And then I chipped his tooth because I got too into it. Helloo, single life.
So he saw that playlist i made with his name as the title. i think he's creeped out that I have 106 songs that remind me of him
This sounds like "Sober" Ericka. Sorry that message wasn't for you. I only do business with "Fell off the wagon" Ericka. Please pass that message along to her.
I'd like to say he was whispering sweet nothings into my ear all night but really he was just whispering "pussyyy"
He was pretty wasted I guess, but the crippled guy threw the first punch it was awesome
Next time, showing us his dick should be his entry fee into your house.

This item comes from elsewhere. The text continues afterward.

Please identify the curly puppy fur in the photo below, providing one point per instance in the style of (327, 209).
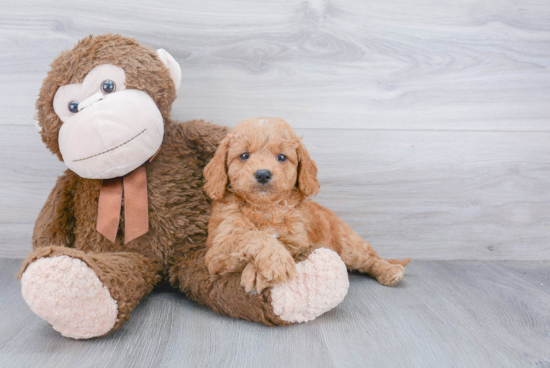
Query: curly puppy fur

So howd u manage to get high at a one year olds birthday anyway?
Hint of advice dont get with minor league baseball players, you can google their stats but not their stds.
BTW. If I show up really drunk and dressed a cowboy, don't be alarmed
She had a cast on when I met her, but she blamed me for breaking her arm this morning. I'm gonna marry this girl.
Bring the pizza ill bring the boundaries we can cross
They ran out of toilet paper, so I had a girl rip down the streamers so I could wipe.
He's ninety percent amazing leader, brother, and teacher, and ten percent unforgivable douche. These are the men I look up to in my life.
This isn't good. I can't find my mom. This is why we don't give her Fireball.
Well I've consulted some psychics but they keep saying all they hear in my head is screaming and all they see in my future is pool noodles and cheese dip?